In response to your later comments, I absolutely agree that the subtle prejudice is a huge problem -- but I don't know if this is the right venue to attack it, or if there even exists a correct venue or method. (Perhaps it's just a matter of time.) I do know that a sudden influx of articles on "making women feel welcome" and "breaking prejudice against women in STEM" would alienate me for one, and most certainly cause me to leave if they became of regular prominence on the front page.
You won't get to that discussion without calling out the problems at hand. I believe we are much closer to being able to taking that step than we were even a few years ago - I recall quite a few conferences were open misogyny was 'cool' - but we need to keep calling out this nonsense.
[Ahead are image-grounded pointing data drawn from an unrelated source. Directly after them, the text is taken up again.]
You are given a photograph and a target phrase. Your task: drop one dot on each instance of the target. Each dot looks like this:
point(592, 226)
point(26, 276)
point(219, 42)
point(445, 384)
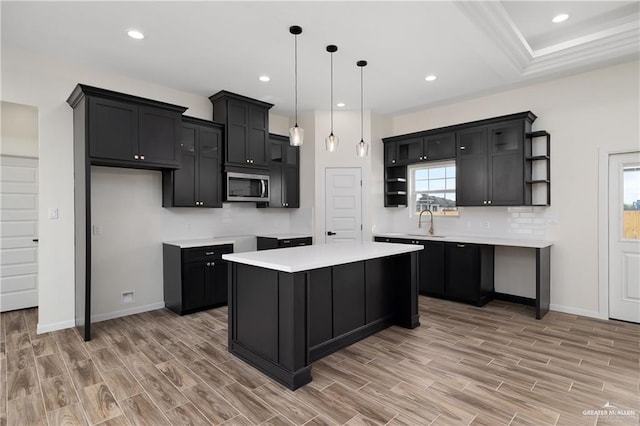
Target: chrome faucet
point(431, 224)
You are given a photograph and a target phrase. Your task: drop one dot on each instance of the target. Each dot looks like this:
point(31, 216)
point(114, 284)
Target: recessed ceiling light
point(560, 18)
point(135, 34)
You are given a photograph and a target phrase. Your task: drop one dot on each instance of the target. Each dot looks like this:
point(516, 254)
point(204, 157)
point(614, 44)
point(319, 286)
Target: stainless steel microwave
point(247, 187)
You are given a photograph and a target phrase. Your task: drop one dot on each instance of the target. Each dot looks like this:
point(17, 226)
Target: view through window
point(433, 187)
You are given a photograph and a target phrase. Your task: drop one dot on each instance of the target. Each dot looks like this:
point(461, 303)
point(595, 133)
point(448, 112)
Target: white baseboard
point(125, 312)
point(576, 311)
point(46, 328)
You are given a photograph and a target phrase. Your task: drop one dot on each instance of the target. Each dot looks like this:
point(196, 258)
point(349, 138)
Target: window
point(433, 187)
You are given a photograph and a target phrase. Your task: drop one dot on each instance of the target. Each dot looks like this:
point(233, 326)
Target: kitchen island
point(290, 307)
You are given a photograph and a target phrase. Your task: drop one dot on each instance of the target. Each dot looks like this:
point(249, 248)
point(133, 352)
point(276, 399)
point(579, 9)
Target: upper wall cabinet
point(497, 163)
point(198, 181)
point(127, 131)
point(246, 123)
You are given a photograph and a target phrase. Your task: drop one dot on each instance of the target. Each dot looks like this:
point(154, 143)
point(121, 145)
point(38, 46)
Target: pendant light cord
point(332, 93)
point(361, 106)
point(295, 73)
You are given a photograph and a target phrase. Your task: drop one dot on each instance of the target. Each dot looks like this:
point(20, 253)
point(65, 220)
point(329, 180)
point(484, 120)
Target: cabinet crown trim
point(528, 115)
point(230, 95)
point(82, 90)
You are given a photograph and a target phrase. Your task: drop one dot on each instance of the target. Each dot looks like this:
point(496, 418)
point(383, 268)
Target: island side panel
point(293, 327)
point(405, 270)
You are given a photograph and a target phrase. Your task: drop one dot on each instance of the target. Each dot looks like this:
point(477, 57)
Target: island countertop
point(304, 258)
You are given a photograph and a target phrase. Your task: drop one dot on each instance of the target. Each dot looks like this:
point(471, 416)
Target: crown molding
point(620, 41)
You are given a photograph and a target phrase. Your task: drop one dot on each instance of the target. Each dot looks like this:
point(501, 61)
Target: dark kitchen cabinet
point(439, 146)
point(430, 264)
point(246, 123)
point(490, 164)
point(284, 173)
point(127, 131)
point(273, 242)
point(198, 182)
point(195, 278)
point(469, 272)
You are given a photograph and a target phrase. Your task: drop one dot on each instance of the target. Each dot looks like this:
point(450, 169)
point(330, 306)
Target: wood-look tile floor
point(494, 365)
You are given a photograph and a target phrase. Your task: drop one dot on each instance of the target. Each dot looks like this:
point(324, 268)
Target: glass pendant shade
point(331, 142)
point(362, 148)
point(296, 136)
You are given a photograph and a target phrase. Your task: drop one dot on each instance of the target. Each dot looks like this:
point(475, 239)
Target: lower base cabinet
point(195, 278)
point(469, 273)
point(455, 271)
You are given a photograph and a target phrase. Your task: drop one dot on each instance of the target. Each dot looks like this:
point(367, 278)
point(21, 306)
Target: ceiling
point(473, 48)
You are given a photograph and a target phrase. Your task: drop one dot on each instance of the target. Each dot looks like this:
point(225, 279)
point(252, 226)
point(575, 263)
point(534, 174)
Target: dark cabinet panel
point(284, 173)
point(198, 182)
point(506, 163)
point(247, 129)
point(320, 308)
point(128, 131)
point(469, 272)
point(268, 243)
point(439, 146)
point(195, 278)
point(390, 153)
point(348, 297)
point(113, 129)
point(410, 151)
point(431, 267)
point(159, 133)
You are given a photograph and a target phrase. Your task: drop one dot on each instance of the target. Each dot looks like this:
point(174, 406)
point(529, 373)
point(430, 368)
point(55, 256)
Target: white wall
point(19, 130)
point(584, 113)
point(127, 203)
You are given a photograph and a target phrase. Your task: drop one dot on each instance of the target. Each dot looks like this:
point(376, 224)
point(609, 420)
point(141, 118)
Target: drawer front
point(294, 242)
point(206, 252)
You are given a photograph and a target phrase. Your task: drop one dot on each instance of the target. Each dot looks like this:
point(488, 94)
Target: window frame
point(412, 192)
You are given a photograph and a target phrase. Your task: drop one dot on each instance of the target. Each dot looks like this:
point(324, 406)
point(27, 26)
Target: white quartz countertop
point(284, 236)
point(304, 258)
point(492, 241)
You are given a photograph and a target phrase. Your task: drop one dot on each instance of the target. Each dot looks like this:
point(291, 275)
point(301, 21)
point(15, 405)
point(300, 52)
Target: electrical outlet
point(127, 297)
point(53, 213)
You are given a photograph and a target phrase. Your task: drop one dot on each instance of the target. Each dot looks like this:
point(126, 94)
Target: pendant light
point(296, 134)
point(362, 148)
point(331, 141)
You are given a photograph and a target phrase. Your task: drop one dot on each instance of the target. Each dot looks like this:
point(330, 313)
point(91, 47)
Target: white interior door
point(624, 237)
point(343, 204)
point(19, 229)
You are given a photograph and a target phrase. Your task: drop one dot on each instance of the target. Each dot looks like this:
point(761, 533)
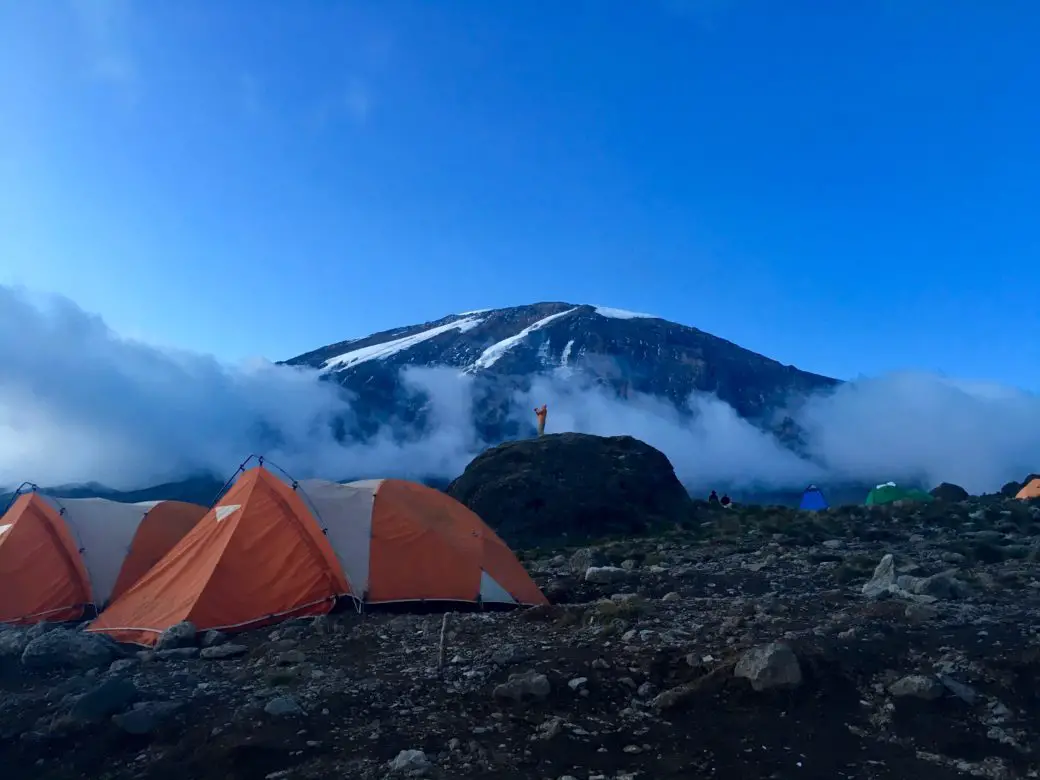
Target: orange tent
point(400, 541)
point(1032, 490)
point(269, 550)
point(59, 556)
point(258, 556)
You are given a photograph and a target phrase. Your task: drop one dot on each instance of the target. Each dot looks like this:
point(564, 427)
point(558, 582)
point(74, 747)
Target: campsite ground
point(629, 674)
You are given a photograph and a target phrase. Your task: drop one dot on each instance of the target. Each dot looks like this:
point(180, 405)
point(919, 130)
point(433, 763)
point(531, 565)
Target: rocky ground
point(759, 643)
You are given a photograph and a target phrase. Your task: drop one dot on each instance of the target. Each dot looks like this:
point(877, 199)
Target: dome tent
point(1030, 490)
point(274, 548)
point(812, 499)
point(890, 492)
point(66, 559)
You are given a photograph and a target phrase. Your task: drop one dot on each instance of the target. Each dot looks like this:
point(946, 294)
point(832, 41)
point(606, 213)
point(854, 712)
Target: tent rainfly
point(269, 550)
point(63, 559)
point(890, 492)
point(1031, 490)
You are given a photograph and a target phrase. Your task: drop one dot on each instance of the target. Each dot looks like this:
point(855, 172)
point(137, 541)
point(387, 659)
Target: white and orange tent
point(270, 549)
point(61, 559)
point(1030, 490)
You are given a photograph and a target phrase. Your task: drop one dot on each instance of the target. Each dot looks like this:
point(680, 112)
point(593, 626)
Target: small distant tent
point(890, 492)
point(270, 549)
point(1031, 490)
point(66, 559)
point(812, 499)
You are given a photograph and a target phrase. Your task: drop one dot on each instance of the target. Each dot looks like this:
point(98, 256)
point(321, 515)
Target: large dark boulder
point(951, 492)
point(567, 488)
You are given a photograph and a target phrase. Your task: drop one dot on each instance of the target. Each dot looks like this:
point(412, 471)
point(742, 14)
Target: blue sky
point(852, 187)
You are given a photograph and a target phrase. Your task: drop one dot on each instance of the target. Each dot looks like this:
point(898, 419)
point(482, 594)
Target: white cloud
point(78, 403)
point(105, 29)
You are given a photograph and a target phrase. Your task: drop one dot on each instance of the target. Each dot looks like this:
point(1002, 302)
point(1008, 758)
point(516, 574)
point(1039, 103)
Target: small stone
point(605, 574)
point(219, 652)
point(411, 761)
point(773, 666)
point(527, 684)
point(918, 686)
point(283, 705)
point(181, 634)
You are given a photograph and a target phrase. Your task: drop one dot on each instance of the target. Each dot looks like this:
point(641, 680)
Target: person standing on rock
point(542, 414)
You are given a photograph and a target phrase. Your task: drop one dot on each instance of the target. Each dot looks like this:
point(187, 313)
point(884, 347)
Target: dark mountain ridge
point(505, 349)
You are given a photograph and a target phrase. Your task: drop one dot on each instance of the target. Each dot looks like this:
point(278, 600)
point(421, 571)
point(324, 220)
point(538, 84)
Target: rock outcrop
point(572, 487)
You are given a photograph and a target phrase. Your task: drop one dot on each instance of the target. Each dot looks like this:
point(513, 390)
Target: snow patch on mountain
point(606, 311)
point(387, 348)
point(494, 353)
point(565, 358)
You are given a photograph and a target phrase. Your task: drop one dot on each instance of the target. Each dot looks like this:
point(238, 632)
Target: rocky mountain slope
point(503, 349)
point(861, 644)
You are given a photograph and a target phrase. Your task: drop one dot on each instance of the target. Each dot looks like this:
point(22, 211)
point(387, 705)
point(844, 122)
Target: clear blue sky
point(848, 186)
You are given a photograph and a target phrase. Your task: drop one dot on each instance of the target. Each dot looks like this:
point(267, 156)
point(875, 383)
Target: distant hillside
point(504, 349)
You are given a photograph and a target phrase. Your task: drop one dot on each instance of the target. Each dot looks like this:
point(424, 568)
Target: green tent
point(891, 492)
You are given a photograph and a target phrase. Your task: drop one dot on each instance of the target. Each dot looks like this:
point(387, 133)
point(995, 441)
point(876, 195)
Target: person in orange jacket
point(542, 414)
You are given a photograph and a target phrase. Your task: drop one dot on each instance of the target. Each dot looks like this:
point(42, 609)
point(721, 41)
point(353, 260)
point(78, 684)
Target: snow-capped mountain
point(504, 349)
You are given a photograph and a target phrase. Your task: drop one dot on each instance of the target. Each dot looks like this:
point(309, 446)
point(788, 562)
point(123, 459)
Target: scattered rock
point(282, 706)
point(410, 761)
point(605, 574)
point(69, 649)
point(773, 666)
point(105, 700)
point(179, 635)
point(918, 686)
point(221, 652)
point(146, 717)
point(525, 685)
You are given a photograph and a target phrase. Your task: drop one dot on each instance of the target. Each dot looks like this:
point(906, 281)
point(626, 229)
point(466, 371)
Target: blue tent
point(812, 499)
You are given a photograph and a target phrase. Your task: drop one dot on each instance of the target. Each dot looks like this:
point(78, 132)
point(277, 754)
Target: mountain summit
point(504, 349)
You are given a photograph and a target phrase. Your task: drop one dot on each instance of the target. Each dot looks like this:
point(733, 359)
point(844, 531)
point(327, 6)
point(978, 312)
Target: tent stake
point(440, 650)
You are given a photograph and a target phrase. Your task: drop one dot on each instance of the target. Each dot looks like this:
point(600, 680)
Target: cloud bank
point(80, 404)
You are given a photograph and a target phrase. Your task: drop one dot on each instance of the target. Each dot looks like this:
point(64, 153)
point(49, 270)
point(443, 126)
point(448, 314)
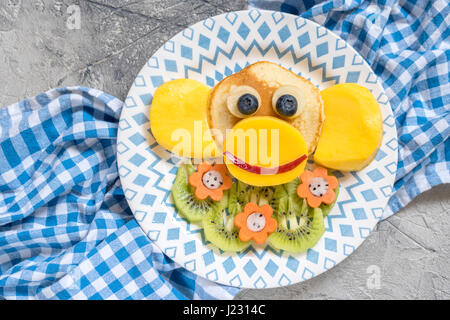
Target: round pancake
point(266, 77)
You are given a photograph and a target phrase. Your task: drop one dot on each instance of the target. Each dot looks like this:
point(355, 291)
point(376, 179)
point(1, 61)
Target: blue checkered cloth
point(66, 231)
point(407, 43)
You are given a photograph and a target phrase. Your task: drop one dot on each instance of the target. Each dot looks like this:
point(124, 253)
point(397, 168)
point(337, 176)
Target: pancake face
point(266, 78)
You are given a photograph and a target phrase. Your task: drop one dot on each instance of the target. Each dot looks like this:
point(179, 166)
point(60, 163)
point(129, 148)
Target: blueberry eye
point(248, 104)
point(287, 105)
point(288, 102)
point(243, 101)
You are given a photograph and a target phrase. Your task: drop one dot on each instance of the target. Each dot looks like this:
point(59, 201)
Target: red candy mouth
point(261, 170)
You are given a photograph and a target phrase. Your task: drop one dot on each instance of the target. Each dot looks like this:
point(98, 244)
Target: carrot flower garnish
point(255, 223)
point(210, 181)
point(317, 187)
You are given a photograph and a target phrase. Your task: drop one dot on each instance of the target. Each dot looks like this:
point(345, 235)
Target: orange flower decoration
point(317, 187)
point(210, 181)
point(255, 223)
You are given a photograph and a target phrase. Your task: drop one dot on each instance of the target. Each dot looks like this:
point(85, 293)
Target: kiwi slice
point(298, 230)
point(219, 226)
point(187, 204)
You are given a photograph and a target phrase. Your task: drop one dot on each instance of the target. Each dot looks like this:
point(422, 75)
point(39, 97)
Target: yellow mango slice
point(352, 131)
point(178, 119)
point(265, 142)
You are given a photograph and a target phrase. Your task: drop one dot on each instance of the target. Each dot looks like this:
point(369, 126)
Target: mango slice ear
point(178, 119)
point(353, 128)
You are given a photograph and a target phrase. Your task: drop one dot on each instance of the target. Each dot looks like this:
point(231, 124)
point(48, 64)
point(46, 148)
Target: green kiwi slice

There are strangely still quite a few people who believe that sexism is not an issue.
> You won't get to that discussion without calling out the problems at hand.
Exactly! And my claim is that the larger, more subtle "women just aren't good at science/technology" problem, is now more pressing than the blatant misogyny, and furthermore that the larger problem cannot be solved simply by calling out misogyny. It is a distinct problem - the two may influence each other, but the one will not go away just because we all know about and hate the other.
I guess that's actually really my main gripe with most of the talk here - people are conflating what to me are two very separate problems, and, as far as I can see, not doing anything to solve the bigger one. And it makes me mad.
I know a great many people who would be instantly disgusted at the sort of thing this moron put on the flier, as you all were, and yet have subtly and not-so-subtly showed the bias that women can simply never be as good as programming as men can. (In one particular case, fairly openly, to the person's face - and that person, one of the best programmers I know, is no longer planning to go into computer science, despite my best efforts to convince her otherwise.) So I'm convinced that open misogyny and "women belong in the kitchen" are, at least in the tech community, separate problems, and the latter needs to be attacked directly.
I'd like to point out that if we replaced the "Womens" perk with the "Perfect Fuel" perk, nobody would be complaining about how this insulted people who don't eat dark chocolate. Obviously not every guy cares whose serving their drinks, the same way not every guy attending the event cares to eat dark chocolate. They're trying to get people to go to their event. I'd imagine most people going to Hackathon's are heterosexual males. It makes sense for Sqoot, and it's saddening for me to see how we blindly kowtow to the PC police.
And why would putting women in an ad be any different?
I mentioned Indian because I am of that descent, but that your mind jumped to "illegal" is something you need to examine about yourself. I think this is probably somehow connected to why you can't understand using women for this purpose in this advert is not appropriate.
I downvoted you for reducing the relatively nuanced, respectful and civil conversations taking place here and elsewhere to "zOMGSEXISM!!!1". Assuming you aren't just being hyperbolically disingenuous, and that is actually what you think is happening here, I'm not surprised you don't get why so many reasonable people have a problem with this.